Africa’s impoverishment and underdevelopment has been blamed on the poor management of public sector governance.
The outgoing chairman of the African Organization of Public Accounts Committees (AFROPAC), Emmanuel Nuquay, said “Africa has remained impoverished not because of the lack of resources but because we have been poorly managed.”
Nuquay, former speaker of the Liberian House of Representatives and chairperson of the Senate’s Public Account Committee (PAC) made the remarks at the close of the AFROPAC Monrovia Conference, attended by over 150 delegates representing 22 African states.
Established 2015 in Arusha, Tanzania, AFROPAC has provided the platform for deliberations on the continent’s growing financial and governance challenges.

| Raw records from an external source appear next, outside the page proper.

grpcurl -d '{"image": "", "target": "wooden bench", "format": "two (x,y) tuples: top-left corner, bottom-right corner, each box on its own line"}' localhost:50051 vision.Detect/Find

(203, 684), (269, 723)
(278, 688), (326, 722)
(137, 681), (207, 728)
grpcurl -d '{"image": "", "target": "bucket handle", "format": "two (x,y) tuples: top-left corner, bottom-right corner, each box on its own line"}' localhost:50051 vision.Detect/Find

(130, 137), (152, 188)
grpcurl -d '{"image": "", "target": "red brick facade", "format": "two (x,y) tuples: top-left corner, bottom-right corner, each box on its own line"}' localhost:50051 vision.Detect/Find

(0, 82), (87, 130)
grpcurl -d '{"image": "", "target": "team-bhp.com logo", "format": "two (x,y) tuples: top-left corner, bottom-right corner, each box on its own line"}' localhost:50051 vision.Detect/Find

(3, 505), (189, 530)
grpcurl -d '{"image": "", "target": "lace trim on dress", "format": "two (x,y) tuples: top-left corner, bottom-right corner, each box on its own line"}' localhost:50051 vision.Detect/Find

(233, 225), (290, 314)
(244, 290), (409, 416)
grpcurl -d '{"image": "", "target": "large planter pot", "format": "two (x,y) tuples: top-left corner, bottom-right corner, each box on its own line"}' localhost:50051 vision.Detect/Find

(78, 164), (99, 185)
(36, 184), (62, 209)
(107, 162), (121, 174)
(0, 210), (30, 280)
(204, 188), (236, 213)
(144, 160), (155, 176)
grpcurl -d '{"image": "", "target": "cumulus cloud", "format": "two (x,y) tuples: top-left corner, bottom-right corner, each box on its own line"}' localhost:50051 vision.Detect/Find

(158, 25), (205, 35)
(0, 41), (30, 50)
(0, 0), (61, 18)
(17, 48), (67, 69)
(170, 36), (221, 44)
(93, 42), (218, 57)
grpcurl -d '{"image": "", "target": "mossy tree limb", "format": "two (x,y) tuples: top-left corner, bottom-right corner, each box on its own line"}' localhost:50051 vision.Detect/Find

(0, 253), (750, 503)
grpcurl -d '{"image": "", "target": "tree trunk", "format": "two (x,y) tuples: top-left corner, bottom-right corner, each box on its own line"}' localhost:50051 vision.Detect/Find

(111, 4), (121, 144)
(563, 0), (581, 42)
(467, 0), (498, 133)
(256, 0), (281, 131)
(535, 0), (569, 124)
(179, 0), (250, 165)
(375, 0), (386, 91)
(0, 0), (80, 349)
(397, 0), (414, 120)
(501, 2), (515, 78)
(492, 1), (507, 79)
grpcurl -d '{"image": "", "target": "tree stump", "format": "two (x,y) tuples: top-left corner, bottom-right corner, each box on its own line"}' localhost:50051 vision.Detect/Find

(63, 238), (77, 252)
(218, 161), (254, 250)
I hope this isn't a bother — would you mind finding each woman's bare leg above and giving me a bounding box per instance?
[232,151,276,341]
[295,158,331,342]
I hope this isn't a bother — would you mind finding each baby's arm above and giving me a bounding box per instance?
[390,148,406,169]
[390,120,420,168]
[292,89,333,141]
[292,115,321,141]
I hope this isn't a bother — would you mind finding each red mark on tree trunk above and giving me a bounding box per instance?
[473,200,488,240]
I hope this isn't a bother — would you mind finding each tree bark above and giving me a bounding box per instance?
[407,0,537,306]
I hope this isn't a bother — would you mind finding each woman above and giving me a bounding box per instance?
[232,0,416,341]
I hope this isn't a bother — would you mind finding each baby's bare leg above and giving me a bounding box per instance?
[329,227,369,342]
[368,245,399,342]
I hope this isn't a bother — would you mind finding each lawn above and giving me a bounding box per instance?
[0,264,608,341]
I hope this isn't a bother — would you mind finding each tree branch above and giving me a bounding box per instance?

AFROPAC’s fourth General Meeting held at the Farmington Hotel in Margibi County, ended with delegates renewing their commitments to fighting corruption, improve and or strengthen weak public financial management systems across member countries, enhancing legislative overnight in budget spending, as well as curbing money laundering and illicit financial flows on the continent.
A staggering US$88.6 billion leaves the continent annually as a result of Capital flight, Nuquay said, and urged member states to increase concerted efforts to combat the illegitimate financial transactions on a continent whose poverty level is rapidly increasing.
“There’s a need for domestic resource mobilization so that our countries are equipped with adequate financing to address these challenges,” he said.
He added, “In a nutshell, we can say that the main reasons why Africa has not been able to stern out Illicit Financial Flows (IFFs) are the lack of strong institutions, not having the right capacity, and not having the right tools or technology to collect the right data.”